Strangely, some groups that believe in Jesus insist that we
are still under this Law. One such collection of groups is the Hebrew Roots
Movement. Although they concede that “no one can be saved nor made righteous by
works of the law,” they maintain that we are still required to keep the OT laws
for the purpose of fellowship with God:
* “We believe that Moshiach Yahshua taught all His true
followers both Jew and non-Jew that all the precepts of written Torah are
eternally binding. Moshiach Yahshua, never negated Torah, but expects and
commands us to follow Torah (Matthew-Mattityahu 5:17-19), so as to continually
express and renew our love for Him by our obedience.” (www.watchman.org)
Does Jesus teach that we are still under the Law? Not
really:
- “Do not think that I have come to abolish the Law or the Prophets; I have not come to abolish them but to fulfill them. For truly, I say to you, until heaven and earth pass away, not an iota, not a dot, will pass from the Law until all is accomplished.” (Matthew 5:17-18; ESV)
It certainly seems like Jesus fulfilled or
"accomplished" the Law on the Cross, when He proclaimed that "it
is finished," and the veil of the Temple was rent in two, signifying that
the Mosaic Law separation between God and His people had been removed.
However, Jesus had been secretive about many things
including His Deity, His Messiah-ship, the Atonement, and His instituting the
New Covenant, at least until the end:
* And he took a cup, and when he had given thanks he gave it
to them, saying, "Drink of it, all of you, for this is my blood of the
covenant, which is poured out for many for the forgiveness of sins.
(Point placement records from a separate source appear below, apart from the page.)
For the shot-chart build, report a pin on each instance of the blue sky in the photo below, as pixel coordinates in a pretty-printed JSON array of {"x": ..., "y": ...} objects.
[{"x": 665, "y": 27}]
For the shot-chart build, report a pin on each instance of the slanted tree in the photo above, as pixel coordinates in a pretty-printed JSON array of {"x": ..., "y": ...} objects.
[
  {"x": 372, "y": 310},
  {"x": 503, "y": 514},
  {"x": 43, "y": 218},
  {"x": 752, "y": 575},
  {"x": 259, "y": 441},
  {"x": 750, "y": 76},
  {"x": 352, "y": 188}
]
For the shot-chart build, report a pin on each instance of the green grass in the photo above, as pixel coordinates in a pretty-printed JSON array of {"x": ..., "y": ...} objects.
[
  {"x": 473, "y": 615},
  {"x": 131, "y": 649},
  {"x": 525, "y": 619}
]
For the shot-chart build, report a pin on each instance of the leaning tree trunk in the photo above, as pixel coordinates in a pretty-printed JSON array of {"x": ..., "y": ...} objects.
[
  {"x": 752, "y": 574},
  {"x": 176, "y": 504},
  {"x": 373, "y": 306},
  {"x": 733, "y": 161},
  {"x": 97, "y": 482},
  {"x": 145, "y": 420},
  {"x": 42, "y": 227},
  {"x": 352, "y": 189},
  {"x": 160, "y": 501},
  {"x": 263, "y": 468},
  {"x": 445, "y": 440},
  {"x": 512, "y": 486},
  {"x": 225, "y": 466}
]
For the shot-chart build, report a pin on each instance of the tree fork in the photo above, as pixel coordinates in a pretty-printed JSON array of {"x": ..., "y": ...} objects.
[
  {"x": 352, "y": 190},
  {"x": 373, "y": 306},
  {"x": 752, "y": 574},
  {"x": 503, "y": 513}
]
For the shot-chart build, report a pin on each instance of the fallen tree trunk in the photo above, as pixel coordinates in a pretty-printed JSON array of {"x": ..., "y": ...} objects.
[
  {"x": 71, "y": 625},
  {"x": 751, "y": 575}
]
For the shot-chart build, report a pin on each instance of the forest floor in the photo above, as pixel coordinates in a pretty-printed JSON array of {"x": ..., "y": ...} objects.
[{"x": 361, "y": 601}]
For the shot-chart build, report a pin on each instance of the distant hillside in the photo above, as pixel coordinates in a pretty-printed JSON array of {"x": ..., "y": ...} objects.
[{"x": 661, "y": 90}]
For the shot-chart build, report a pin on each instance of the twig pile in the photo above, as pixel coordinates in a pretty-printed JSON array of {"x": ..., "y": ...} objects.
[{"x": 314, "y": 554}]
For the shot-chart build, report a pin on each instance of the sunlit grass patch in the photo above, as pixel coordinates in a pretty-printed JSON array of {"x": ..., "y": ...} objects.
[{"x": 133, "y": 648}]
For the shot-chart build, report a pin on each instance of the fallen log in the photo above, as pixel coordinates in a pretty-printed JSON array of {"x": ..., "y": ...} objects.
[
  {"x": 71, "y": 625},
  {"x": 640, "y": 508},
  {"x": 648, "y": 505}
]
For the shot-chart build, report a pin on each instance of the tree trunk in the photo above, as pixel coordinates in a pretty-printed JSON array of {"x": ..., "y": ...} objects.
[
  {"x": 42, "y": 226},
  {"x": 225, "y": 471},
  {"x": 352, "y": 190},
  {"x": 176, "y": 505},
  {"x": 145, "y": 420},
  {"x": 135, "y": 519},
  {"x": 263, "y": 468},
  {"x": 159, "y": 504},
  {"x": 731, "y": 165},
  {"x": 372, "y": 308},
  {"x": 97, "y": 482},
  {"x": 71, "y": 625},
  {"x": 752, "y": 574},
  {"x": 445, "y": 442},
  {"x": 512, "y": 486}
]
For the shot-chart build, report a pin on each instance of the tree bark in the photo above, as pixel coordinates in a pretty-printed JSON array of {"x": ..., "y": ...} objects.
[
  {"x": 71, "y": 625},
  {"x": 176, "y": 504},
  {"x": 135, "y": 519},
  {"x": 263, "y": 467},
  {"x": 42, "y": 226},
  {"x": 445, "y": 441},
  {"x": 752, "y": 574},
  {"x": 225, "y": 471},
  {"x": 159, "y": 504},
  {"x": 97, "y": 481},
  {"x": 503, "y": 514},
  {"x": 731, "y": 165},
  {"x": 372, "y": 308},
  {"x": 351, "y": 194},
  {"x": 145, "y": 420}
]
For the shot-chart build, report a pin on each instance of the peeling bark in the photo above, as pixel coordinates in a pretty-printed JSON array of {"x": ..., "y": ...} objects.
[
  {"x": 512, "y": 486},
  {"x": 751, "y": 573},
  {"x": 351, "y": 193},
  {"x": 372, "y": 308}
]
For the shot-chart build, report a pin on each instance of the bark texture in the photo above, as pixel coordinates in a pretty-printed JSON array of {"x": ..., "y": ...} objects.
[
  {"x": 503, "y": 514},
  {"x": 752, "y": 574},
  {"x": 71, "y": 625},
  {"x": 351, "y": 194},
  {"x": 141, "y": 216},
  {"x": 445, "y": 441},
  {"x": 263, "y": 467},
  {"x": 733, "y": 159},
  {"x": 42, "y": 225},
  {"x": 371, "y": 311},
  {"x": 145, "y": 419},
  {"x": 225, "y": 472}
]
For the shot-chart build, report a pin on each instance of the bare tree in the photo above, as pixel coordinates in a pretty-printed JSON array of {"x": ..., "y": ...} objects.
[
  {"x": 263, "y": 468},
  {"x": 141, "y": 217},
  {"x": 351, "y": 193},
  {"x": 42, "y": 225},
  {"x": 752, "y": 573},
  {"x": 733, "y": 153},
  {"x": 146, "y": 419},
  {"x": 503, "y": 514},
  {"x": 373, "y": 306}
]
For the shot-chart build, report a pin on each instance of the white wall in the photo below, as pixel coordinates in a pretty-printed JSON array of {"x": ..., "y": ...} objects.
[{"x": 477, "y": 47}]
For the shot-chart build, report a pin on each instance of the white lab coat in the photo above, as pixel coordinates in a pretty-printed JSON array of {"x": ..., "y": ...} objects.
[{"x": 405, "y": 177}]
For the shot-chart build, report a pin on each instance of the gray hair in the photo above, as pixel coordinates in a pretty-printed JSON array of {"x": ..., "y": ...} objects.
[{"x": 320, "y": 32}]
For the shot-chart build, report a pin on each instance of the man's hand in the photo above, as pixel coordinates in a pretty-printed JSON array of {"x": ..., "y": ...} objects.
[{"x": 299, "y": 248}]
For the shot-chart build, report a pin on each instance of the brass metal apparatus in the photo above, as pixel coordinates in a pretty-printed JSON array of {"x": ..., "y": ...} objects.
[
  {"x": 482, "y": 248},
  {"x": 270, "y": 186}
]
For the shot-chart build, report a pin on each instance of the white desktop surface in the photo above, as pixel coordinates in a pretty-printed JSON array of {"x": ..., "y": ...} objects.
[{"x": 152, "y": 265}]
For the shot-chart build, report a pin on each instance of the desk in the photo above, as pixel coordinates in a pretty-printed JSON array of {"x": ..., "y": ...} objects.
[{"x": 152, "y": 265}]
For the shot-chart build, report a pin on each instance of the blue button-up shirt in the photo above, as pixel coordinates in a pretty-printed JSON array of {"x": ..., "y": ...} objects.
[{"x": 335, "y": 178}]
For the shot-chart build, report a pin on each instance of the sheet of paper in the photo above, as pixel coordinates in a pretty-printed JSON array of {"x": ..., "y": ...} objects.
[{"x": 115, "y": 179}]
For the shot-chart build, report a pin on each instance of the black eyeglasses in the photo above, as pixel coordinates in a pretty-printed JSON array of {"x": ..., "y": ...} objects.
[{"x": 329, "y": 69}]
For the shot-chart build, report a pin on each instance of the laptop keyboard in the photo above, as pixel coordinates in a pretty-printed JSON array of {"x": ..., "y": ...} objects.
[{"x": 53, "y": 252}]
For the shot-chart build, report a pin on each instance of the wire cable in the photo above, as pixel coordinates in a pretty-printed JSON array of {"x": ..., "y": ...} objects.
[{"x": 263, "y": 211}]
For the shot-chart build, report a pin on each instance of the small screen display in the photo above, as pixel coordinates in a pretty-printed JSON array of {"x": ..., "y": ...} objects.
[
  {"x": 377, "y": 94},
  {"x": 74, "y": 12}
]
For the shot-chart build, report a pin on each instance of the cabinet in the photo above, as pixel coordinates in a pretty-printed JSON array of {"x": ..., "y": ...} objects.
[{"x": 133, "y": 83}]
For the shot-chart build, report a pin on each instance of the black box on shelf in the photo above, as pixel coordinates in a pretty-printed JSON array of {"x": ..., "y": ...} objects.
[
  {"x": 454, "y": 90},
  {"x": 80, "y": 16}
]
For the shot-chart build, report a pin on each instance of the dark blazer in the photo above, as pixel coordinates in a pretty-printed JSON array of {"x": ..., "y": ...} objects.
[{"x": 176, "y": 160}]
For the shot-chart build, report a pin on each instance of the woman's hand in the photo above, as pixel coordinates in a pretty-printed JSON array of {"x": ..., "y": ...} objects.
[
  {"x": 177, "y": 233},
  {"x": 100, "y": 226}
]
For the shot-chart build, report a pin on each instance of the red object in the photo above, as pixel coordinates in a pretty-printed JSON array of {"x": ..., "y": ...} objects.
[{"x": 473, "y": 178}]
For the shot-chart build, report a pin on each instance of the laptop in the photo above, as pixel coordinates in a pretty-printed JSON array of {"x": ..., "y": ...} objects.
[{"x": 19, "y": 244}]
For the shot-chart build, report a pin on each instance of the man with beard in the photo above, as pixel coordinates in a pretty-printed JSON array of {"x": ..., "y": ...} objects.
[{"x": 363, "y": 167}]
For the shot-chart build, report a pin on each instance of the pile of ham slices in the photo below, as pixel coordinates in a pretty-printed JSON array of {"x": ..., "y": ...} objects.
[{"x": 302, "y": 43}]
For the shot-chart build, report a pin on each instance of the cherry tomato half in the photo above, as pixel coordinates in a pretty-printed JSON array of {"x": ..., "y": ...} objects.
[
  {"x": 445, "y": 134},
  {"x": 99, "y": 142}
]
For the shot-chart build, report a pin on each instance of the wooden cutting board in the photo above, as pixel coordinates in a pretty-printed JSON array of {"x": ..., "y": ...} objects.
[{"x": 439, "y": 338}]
I tell you
I will not drink again of this fruit of the vine until that day when I drink it
new with you in my Father's kingdom." (Matthew 26:27-29; Mark 14:24; Luke
22:20)
Jesus gave many other indications that the Mosaic Covenant
was coming to an end. He had equated His body with the New Temple of God, the
new place that God's people would meet Him:
- So the Jews said to him, "What sign do you show us for doing these things?" Jesus answered them, "Destroy this temple, and in three days I will raise it up." The Jews then said, "It has taken forty-six years to build this temple, and will you raise it up in three days?" But he was speaking about the temple of his body. (John 2:18-21)
He even indicated that He was greater than the Temple:
* “I tell you, something greater than the temple is here.
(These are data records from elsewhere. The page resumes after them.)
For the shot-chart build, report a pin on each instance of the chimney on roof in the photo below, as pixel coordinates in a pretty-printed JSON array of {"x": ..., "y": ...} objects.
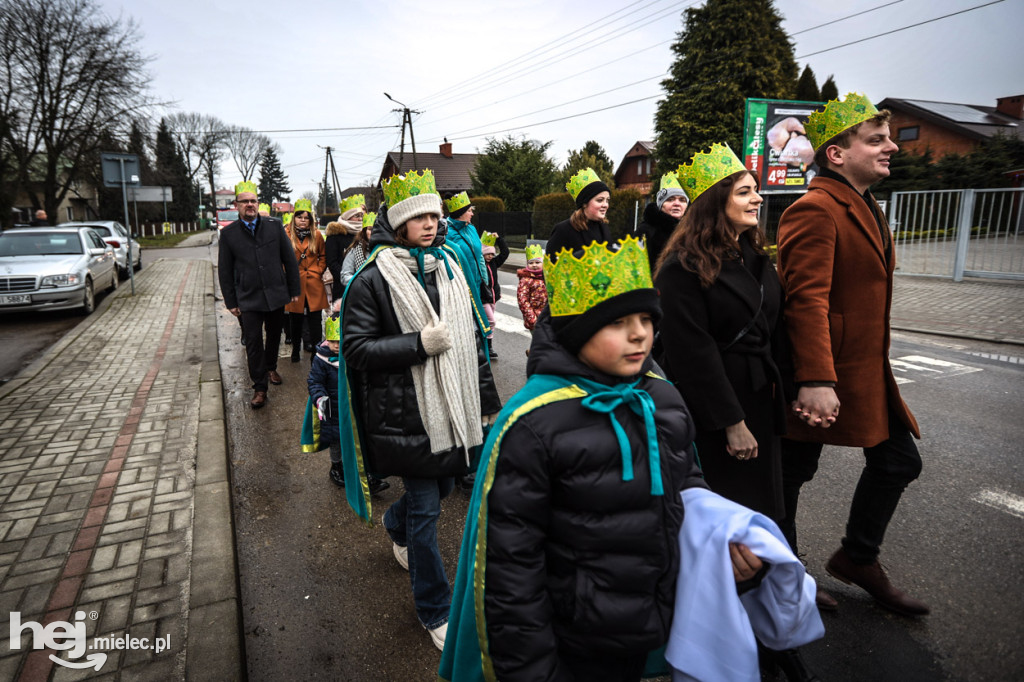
[{"x": 1013, "y": 105}]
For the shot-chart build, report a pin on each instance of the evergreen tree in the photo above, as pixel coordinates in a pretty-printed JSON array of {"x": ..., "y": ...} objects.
[
  {"x": 272, "y": 181},
  {"x": 515, "y": 170},
  {"x": 728, "y": 50},
  {"x": 807, "y": 86},
  {"x": 828, "y": 90},
  {"x": 172, "y": 171}
]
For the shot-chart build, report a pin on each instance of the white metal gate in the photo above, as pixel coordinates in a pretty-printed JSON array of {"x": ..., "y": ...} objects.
[{"x": 960, "y": 232}]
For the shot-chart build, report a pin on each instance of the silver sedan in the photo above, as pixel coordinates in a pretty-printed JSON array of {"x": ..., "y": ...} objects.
[{"x": 54, "y": 268}]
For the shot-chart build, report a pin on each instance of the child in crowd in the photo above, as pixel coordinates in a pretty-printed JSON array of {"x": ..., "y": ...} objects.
[
  {"x": 496, "y": 252},
  {"x": 531, "y": 292},
  {"x": 577, "y": 507},
  {"x": 323, "y": 383}
]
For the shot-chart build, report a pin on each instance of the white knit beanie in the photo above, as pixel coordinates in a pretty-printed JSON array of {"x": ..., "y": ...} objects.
[{"x": 412, "y": 207}]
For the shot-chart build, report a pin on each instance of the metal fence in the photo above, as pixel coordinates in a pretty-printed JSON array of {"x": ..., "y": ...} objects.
[{"x": 958, "y": 232}]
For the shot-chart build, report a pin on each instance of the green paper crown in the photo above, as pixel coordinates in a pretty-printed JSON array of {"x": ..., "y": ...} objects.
[
  {"x": 459, "y": 201},
  {"x": 246, "y": 185},
  {"x": 838, "y": 116},
  {"x": 348, "y": 203},
  {"x": 671, "y": 179},
  {"x": 332, "y": 328},
  {"x": 704, "y": 170},
  {"x": 399, "y": 187},
  {"x": 577, "y": 285},
  {"x": 581, "y": 180}
]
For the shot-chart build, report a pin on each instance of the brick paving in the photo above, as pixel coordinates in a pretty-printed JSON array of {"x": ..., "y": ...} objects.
[{"x": 98, "y": 457}]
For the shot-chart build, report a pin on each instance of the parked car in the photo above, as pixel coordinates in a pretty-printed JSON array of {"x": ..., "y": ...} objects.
[
  {"x": 115, "y": 233},
  {"x": 54, "y": 268}
]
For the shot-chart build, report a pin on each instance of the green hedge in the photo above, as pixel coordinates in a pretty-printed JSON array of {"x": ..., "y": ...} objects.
[{"x": 487, "y": 204}]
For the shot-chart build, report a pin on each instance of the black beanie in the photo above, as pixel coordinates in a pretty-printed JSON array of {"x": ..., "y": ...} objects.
[
  {"x": 591, "y": 190},
  {"x": 574, "y": 331}
]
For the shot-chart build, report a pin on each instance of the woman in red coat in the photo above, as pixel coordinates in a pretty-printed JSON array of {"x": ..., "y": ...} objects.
[{"x": 310, "y": 253}]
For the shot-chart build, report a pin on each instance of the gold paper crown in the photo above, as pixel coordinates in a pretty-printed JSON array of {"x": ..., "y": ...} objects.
[
  {"x": 671, "y": 179},
  {"x": 332, "y": 328},
  {"x": 837, "y": 117},
  {"x": 399, "y": 187},
  {"x": 704, "y": 170},
  {"x": 246, "y": 185},
  {"x": 577, "y": 285},
  {"x": 459, "y": 201},
  {"x": 581, "y": 180},
  {"x": 348, "y": 203}
]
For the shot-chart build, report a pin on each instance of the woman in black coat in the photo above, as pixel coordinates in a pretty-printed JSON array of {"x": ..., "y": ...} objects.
[
  {"x": 587, "y": 224},
  {"x": 723, "y": 342}
]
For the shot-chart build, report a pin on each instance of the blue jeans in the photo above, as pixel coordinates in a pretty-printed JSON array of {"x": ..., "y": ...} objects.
[{"x": 412, "y": 522}]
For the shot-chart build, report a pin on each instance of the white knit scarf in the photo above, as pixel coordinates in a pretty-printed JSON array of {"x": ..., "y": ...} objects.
[{"x": 448, "y": 389}]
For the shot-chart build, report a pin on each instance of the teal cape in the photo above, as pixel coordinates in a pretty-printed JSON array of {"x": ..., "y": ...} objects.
[
  {"x": 466, "y": 656},
  {"x": 349, "y": 436}
]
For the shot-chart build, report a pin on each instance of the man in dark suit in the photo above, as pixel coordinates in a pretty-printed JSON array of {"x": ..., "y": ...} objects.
[
  {"x": 258, "y": 275},
  {"x": 836, "y": 261}
]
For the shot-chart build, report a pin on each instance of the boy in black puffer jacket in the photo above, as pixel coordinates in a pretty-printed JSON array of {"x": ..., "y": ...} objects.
[{"x": 577, "y": 503}]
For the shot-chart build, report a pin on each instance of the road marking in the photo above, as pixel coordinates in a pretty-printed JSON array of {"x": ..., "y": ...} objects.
[
  {"x": 922, "y": 367},
  {"x": 1008, "y": 502}
]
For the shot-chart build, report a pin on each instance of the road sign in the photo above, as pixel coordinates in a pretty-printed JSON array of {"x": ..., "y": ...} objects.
[{"x": 112, "y": 166}]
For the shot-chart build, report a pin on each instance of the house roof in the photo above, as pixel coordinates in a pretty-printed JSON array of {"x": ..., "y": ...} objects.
[
  {"x": 975, "y": 121},
  {"x": 450, "y": 174}
]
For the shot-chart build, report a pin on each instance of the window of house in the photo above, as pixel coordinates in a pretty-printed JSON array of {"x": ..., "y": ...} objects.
[{"x": 908, "y": 133}]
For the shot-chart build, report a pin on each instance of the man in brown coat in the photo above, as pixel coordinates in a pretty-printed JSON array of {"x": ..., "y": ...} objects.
[{"x": 836, "y": 261}]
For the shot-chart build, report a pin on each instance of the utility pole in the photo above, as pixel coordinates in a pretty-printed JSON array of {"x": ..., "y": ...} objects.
[{"x": 407, "y": 119}]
And if you had known what this means, 'I desire mercy, and not sacrifice,' you
would not have condemned the guiltless. For the Son of Man is lord of the
Sabbath." (Matthew 12:6-8)
Not only did Jesus declare Himself greater than the Mosaic
Temple, but by declaring Himself "lord of the Sabbath," He was also
declaring Himself above the Mosaic Law.
Jesus even cryptically dismissed the Mosaic Law, teaching
against its stipulations:
* And he said to them, "Then are you also without
understanding? Do you not see that whatever goes into a person from outside
cannot defile him, since it enters not his heart but his stomach, and is
expelled?" (Thus he declared all foods clean.) (Mark 7:18-19)
This teaching contradicted Mosaic Law that specified that
certain foods would defile when ingested, along with the dead and with certain diseases. As a result, Mark noted that
Jesus was cryptically teaching that all food was now clean.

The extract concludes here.